The clear coating composition of the present invention does not cause deterioration of substances originally required in clear coatings such as sufficient water resistance and weather resistance, and has excellent scratch recovery, so that it can be used as a top coating for automobiles. It can be used suitably.

Claims (6)

A clear paint composition comprising a polycarbonate diol compound (A), a hydroxyl group-containing acrylic resin (B), a polycaprolactone polyol (C) having 3 to 5 branches and a hydroxyl group equivalent of 170 to 1600, and a curing agent (D). object.

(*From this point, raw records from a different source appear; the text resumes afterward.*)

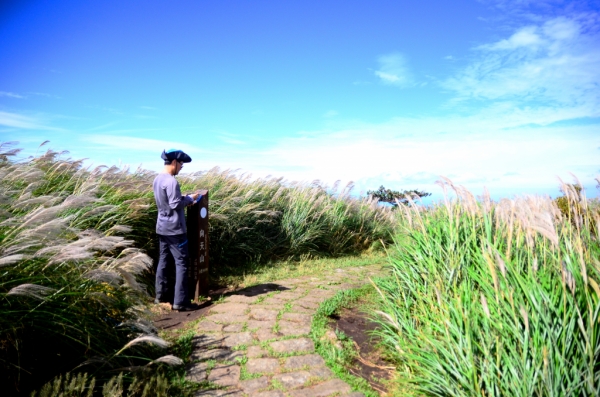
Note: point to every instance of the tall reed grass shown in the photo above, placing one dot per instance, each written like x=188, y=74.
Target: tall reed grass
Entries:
x=495, y=298
x=76, y=248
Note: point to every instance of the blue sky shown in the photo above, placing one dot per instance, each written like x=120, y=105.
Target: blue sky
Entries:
x=501, y=94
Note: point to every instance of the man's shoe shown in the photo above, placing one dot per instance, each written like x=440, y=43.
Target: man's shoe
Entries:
x=185, y=308
x=157, y=301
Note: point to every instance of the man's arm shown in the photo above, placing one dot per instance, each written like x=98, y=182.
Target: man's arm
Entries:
x=176, y=200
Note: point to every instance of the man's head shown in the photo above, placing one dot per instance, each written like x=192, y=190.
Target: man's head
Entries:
x=174, y=160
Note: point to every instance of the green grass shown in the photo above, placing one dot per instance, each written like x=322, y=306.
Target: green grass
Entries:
x=494, y=299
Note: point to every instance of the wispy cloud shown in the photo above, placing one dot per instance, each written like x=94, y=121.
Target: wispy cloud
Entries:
x=129, y=143
x=553, y=64
x=12, y=95
x=20, y=121
x=393, y=70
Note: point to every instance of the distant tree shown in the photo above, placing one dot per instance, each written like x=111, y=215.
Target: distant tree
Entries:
x=394, y=197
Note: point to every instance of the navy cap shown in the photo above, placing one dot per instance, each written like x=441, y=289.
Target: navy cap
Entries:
x=175, y=154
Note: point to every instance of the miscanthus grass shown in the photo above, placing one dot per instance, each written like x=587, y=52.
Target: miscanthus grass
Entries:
x=77, y=247
x=495, y=298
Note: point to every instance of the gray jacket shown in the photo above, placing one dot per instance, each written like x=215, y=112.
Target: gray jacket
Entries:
x=171, y=204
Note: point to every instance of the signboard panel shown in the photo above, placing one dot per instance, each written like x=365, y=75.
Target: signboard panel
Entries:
x=197, y=225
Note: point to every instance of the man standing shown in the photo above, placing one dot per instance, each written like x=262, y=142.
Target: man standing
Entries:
x=171, y=230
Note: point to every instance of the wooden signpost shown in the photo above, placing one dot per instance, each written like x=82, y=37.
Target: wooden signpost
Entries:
x=197, y=225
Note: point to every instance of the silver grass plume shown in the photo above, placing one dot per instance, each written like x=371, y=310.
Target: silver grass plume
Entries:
x=119, y=229
x=145, y=326
x=170, y=359
x=149, y=339
x=10, y=259
x=32, y=291
x=78, y=201
x=103, y=276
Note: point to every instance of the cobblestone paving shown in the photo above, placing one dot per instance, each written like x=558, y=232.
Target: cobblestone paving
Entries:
x=256, y=343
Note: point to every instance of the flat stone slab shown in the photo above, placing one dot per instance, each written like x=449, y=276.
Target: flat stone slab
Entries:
x=262, y=365
x=257, y=324
x=274, y=300
x=300, y=309
x=225, y=375
x=307, y=304
x=256, y=352
x=216, y=354
x=209, y=326
x=241, y=299
x=197, y=372
x=288, y=295
x=207, y=341
x=253, y=385
x=264, y=335
x=292, y=380
x=242, y=338
x=230, y=307
x=308, y=360
x=323, y=389
x=237, y=327
x=219, y=393
x=263, y=314
x=271, y=393
x=293, y=346
x=289, y=328
x=297, y=317
x=276, y=308
x=227, y=318
x=321, y=372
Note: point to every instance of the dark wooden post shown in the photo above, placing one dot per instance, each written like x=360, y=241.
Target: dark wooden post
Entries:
x=197, y=225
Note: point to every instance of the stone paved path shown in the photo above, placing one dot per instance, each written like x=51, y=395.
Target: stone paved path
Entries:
x=256, y=343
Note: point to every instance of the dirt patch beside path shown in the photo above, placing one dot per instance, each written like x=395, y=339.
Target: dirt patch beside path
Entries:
x=370, y=365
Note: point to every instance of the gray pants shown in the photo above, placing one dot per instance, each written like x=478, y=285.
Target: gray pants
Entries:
x=173, y=249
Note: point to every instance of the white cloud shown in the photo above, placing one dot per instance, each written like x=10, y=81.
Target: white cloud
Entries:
x=15, y=120
x=11, y=95
x=393, y=70
x=128, y=143
x=412, y=153
x=554, y=64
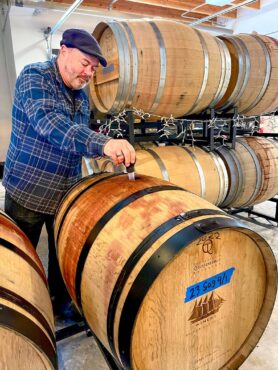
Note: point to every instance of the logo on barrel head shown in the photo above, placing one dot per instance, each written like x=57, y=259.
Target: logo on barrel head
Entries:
x=205, y=307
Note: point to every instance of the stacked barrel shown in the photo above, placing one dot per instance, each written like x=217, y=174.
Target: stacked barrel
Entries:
x=166, y=68
x=26, y=316
x=226, y=177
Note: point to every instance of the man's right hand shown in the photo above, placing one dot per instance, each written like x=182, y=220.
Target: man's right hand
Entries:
x=120, y=151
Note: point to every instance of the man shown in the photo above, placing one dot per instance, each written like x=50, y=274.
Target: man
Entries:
x=49, y=136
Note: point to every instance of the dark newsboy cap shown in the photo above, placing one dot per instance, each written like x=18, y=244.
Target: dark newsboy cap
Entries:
x=82, y=40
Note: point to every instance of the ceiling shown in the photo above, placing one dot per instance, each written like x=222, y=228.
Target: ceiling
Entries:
x=186, y=10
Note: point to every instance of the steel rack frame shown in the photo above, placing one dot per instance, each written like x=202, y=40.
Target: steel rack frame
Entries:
x=204, y=134
x=250, y=211
x=80, y=327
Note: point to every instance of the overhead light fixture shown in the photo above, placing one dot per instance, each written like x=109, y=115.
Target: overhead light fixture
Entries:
x=218, y=2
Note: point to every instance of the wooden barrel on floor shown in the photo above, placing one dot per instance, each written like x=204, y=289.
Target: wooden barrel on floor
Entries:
x=254, y=74
x=162, y=275
x=244, y=173
x=149, y=71
x=195, y=169
x=26, y=319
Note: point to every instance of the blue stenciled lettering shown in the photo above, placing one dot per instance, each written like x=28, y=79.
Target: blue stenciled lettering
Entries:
x=205, y=286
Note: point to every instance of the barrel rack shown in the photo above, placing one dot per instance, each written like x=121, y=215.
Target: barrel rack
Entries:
x=79, y=327
x=204, y=133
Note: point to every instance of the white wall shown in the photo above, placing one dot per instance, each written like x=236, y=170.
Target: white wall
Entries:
x=28, y=27
x=28, y=24
x=7, y=78
x=263, y=21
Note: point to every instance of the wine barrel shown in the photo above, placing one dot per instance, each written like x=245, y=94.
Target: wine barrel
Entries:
x=26, y=319
x=195, y=169
x=254, y=74
x=267, y=154
x=162, y=67
x=244, y=173
x=161, y=275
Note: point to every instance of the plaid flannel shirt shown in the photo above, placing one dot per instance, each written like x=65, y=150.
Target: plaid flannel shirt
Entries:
x=49, y=136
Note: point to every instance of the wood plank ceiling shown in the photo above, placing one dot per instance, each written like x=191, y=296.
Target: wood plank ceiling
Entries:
x=186, y=10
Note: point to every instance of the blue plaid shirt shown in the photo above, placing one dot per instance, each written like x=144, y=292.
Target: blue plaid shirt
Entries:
x=49, y=136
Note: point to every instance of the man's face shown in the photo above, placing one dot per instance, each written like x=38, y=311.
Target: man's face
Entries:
x=78, y=68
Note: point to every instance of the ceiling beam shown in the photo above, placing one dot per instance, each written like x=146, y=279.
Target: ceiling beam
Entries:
x=155, y=8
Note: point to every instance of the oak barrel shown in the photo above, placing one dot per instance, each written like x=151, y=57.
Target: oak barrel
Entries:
x=254, y=74
x=244, y=173
x=195, y=169
x=160, y=66
x=26, y=318
x=162, y=275
x=267, y=154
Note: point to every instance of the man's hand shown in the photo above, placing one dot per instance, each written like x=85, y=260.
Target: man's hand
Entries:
x=120, y=151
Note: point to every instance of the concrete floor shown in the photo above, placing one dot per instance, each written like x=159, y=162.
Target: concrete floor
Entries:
x=80, y=352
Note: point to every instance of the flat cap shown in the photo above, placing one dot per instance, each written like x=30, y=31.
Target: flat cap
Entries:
x=84, y=41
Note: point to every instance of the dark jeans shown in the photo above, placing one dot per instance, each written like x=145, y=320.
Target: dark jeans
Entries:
x=31, y=224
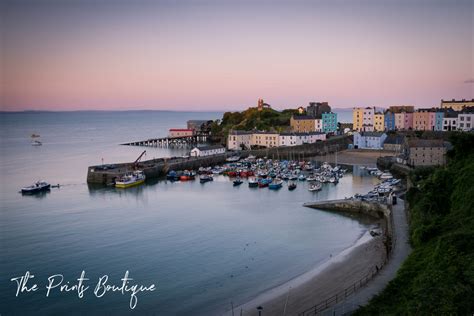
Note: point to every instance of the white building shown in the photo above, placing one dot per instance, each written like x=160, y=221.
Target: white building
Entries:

The clear coating composition according to claim 1, wherein the polycarbonate-based diol compound (A) has a hydroxyl group equivalent of 320 to 2,000. The clear coating composition according to claim 1 or 2, wherein the hydroxyl group-containing acrylic resin (B) has a hydroxyl group equivalent of 200 to 600 and the number of hydroxyl groups in one molecule is 4.0 to 30. The clear coating composition according to claim 1, 2 or 3, wherein the hydroxyl group-containing acrylic resin (B) has a glass transition temperature of -20 to 60 ° C. The compounding ratio ((A) / (B) + (C)) of the polycarbonate diol compound (A), the hydroxyl group-containing acrylic resin (B) and the polycaprolactone polyol (C) is 90/10 to 10/90 (solid content The clear coating composition according to claim 1, 2, 3 or 4. The compounding ratio of the hydroxyl group-containing acrylic resin (B) and the polycaprolactone polyol (C) is (B) / (C) = 10/90 to 90/10 (solid content mass ratio). 4. The clear coating composition according to 4 or 5.